On June 16, 2015, Donald Trump announced his candidacy for president of the United States in a speech delivered from Trump Tower in New York, NY. Among the problems he addressed was infrastructure. "It is necessary that we invest in our infrastructure to rebuild our tunnels, roads, bridges and schools."

As president at a Cincinnati rally he said, "he was creating a $1 trillion plan that will create a first-class infrastructure that would bring back jobs."

To meet his promised goals, The Kansas City Star (6/3/2017) reports that "President Donald Trump's team has compiled a list of about 50 infrastructure projects nationwide for immediate attention totaling at least $137.5 billion."

But an analysis of the Trump budget finds that it cuts infrastructure spending overall by $55 billion, according to the University of Pennsylvania's Wharton Budget Model, a nonpartisan research organization (coincidentally, the college Trump attended).

So where is the remaining $132 billion going to come from? INFRA (infrastructure proposals by Trump during the 2016 campaign) aims "to meet the goal of $135.5 billion through participation by state, local, and private partners." (Kansas City Star and Douthat NYT)
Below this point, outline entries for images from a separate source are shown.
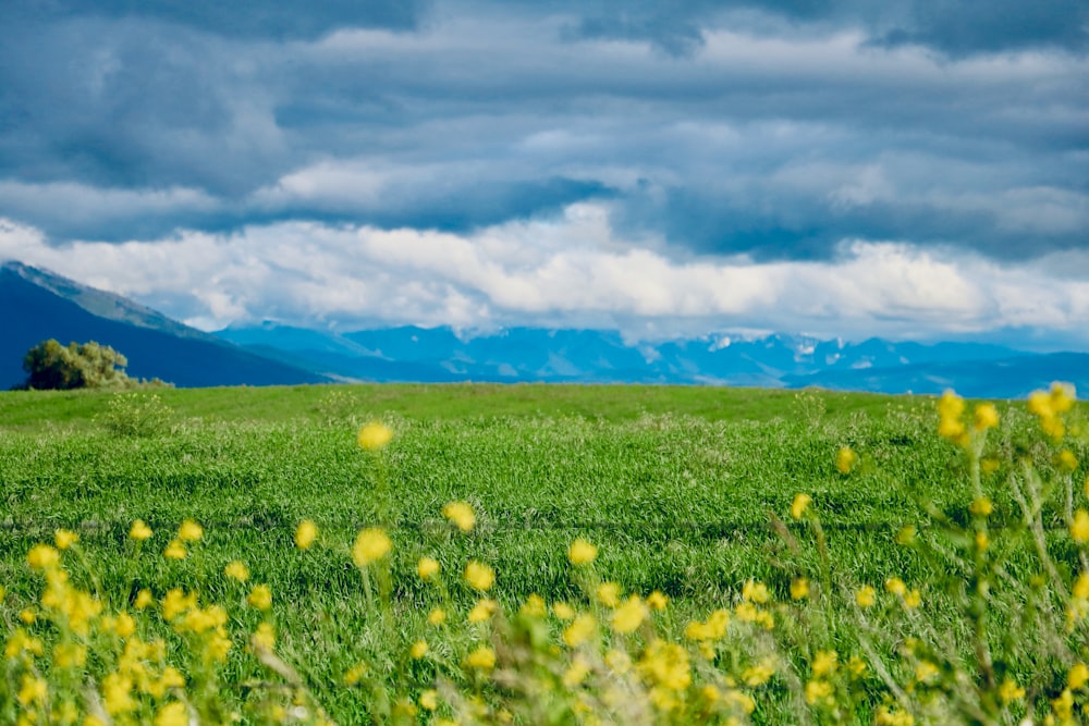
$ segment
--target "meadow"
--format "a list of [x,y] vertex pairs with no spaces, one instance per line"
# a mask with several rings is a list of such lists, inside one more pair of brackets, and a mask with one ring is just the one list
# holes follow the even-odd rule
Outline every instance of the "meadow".
[[[1089,515],[1069,398],[0,394],[0,719],[1079,723]],[[359,435],[372,421],[388,442]],[[59,562],[28,564],[39,543]],[[44,582],[99,602],[98,625],[73,626]],[[161,638],[142,660],[161,692],[130,674],[113,707],[134,637]]]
Of course, "the private partners (the investor class of Wall Street) with plenty of cash" will expect profits for their investment. Dividends matter. (Douthat, NYT)

How are the profits generated? As an example in Virginia Interstate 66 tolls are sky-high on the new Interstate 66 Express Lanes: "When traffic is heavy it can cost $34.50 for a one-way 10 mile trip."

And what about the millions of jobs created? "The result leaves a reforming conservatism as the neglected stepchild of the G.O.P. Granted table scraps while the donors get the feast. A reasonable voter should consider Trump's proposal a betrayal of his promises. And it wastes an opportunity to turbocharge the recovery because the bill's corporate beneficiaries will be the private investors. The middle-class taxpayers will foot the bill through higher user fees and taxes." (Douthat, conservative op ed columnist of the NYT).

And coincidentally, Trump's proposal also assumes states like Missouri and local municipalities like Cole County will raise taxes or incur debt through bond issues to finance their part of the $135.5 billion.

Trump's infrastructure plan is all smoke and mirrors, friends.